Nicht verwunderlich also, dass einige junge Musiker Ende der 70er von diesem Flugzeug so angetan waren, dass es sie zu dieser Single inspirierte.
Ein unerhört gutes Stückchen Musik. Wir hören die Sprechstimme einer jungen Frau mit höchst spannungsreicher Intonation. Phantastisch, wie Nanette Greenblatt (aka Blatt) ihre Stimme einzusetzen weiß, wie sie die Worte spricht, zerdehnt, betont. Dazu hören wir einen dominant vor sich hin plumpernden Bass und ein paar Gitarren- und Synthesizer-Fills. Diese mögen zunächst etwas zerfahren und konturenlos wirken, sind aber in jedem Moment überdeutlich und sehr bestimmt.
Der Erzählgestus der Strophen wird unterbrochen durch einen Sprech-Refrain, der mit zunehmender Dauer einen hypnotischen Charakter bekommt und unterschwellig im Kopf des Hörers weiterschwingt. Uuhh, look, there goes concorde again. Die Präsenz dieser Zeile wird noch verstärkt durch das Backing der sie wie beiläufig und mantramäßig murmelnden Männer.
Es ist wohl diese Ambivalenz, die den Track so einzigartig macht: auf der einen Seite die klinisch ausgeleuchtete, sehr reduzierte und absolut durchhörbare Genauigkeit und auf der anderen die vermeintliche Zufälligkeit und improvisatorische Zusammenhanglosigkeit des Arrangements. Zusammen ergeben sie eine Form von (Sur-)Realität, die das Alltägliche gleichzeitig zu vertiefen und zu überhöhen scheint. So haftet dann sogar der im Refrain auftauchenden, im Grunde so greifbar realen Concorde etwas Metaphysisches an, was jemandem, dem sie einmal nahegekommen ist, gar nicht mehr so verwegen vorkommen mag. Unglaublich schön und faszinierend das alles.

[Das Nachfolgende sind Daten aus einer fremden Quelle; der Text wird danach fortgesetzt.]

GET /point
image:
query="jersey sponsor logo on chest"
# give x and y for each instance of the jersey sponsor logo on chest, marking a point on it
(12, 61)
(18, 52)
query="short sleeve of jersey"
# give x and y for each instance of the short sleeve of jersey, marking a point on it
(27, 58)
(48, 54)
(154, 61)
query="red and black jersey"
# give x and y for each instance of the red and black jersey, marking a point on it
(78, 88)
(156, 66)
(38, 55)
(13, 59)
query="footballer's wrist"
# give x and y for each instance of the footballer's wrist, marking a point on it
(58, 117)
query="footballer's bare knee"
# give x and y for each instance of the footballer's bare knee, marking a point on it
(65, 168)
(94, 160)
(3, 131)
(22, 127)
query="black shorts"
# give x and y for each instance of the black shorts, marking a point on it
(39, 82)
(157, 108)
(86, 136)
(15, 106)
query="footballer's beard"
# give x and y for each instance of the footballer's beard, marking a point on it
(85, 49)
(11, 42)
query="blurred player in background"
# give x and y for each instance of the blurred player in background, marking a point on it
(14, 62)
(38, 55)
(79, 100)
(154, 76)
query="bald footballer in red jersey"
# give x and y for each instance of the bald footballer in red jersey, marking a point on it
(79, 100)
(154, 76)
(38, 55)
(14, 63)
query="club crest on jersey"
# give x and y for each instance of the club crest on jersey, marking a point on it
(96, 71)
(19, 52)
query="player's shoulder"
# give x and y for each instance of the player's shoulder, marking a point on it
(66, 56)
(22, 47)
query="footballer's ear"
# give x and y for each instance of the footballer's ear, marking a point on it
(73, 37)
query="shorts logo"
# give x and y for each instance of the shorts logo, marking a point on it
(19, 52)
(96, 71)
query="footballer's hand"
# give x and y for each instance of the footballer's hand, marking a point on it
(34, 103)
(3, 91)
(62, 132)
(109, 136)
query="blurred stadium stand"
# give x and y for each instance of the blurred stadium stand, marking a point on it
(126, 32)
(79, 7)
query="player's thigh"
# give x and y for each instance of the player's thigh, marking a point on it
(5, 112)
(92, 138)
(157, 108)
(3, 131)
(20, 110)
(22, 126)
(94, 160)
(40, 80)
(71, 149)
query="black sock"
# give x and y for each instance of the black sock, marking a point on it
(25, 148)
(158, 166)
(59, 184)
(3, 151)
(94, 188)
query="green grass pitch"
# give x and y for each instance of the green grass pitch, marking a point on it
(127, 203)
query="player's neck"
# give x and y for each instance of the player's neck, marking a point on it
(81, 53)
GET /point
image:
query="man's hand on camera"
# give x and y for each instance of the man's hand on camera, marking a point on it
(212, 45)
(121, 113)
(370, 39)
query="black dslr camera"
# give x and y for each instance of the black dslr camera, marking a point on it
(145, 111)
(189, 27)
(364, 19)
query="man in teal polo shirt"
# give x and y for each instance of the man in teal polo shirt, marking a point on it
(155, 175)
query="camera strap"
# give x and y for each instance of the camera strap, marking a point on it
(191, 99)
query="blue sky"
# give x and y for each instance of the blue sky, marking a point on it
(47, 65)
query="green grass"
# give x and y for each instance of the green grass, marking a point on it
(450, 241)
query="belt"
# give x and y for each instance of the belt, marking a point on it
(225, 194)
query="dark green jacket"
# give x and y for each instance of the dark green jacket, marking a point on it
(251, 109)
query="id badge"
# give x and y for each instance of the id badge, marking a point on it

Die Band nahm die Single an den Weihnachtstagen ’79 daheim im Schlafzimmer auf und jedes Mal, wenn ich die Platte auflege, scheint für mich dieses besondere Datum in der Musik hörbar zu werden.
Als sie 10 Monate später erschien, war die Sängerin schon nicht mehr mit von der Partie. John Peel spielte die Platte natürlich sofort, eine große Nachfrage setzte ein. Die ursprünglichen 500 Exemplare mit ihren handbestempelten Labels und Sleeve-Unikaten, allesamt mit Zeitungsausschnitten beklebt und z.T. handbemalt, waren schnell vergriffen. Auch die Nachpressungen hatten wohl noch individuelle Cover, allerdings waren die nun gedruckt oder kopiert, zusätzlich jedoch mit dem ursprünglichen Aufkleber versehen.

Es gibt viele Musiker und Platten, deren Entdeckung ich Roots verdanke, diese ist eine der ganz wesentlichen davon. Als ich sie das erste Mal spät sonntagnachts hörte, fühlte ich mich sogleich um 20 Jahre zurückversetzt in den unterbrochenen Schlaf in einer Bed&Breakfast-Pension in Richmond. Seitdem war ich auf der Suche danach. Vor einigen Wochen wurde ich fündig. Die Platte war es mir wert, dass sie hier Erwähnung findet.

(·) „45 Revolutions“ spricht von möglichen 5000 Exemplaren, die insgesamt von der Single auf den Markt gekommen sein könnten. Die Marktbeobachtung lässt diese Zahl als zu hoch erscheinen, sie wird recht selten angeboten. Meine Ausgabe hat ein offenes gefaltetes Sleeve, ob gedruckt oder kopiert, kann ich nicht entscheiden. Das Label ist bedruckt, außerdem liegt ein Insert bei. Ich habe sie in perfektem Zustand für ca. 20 Euro bekommen.
Falls jemand ein Exemplar der ersten Pressungen finden sollte, wäre ich dankbar, wenn er das Sleeve hier in irgendeiner Form zeigen könnte.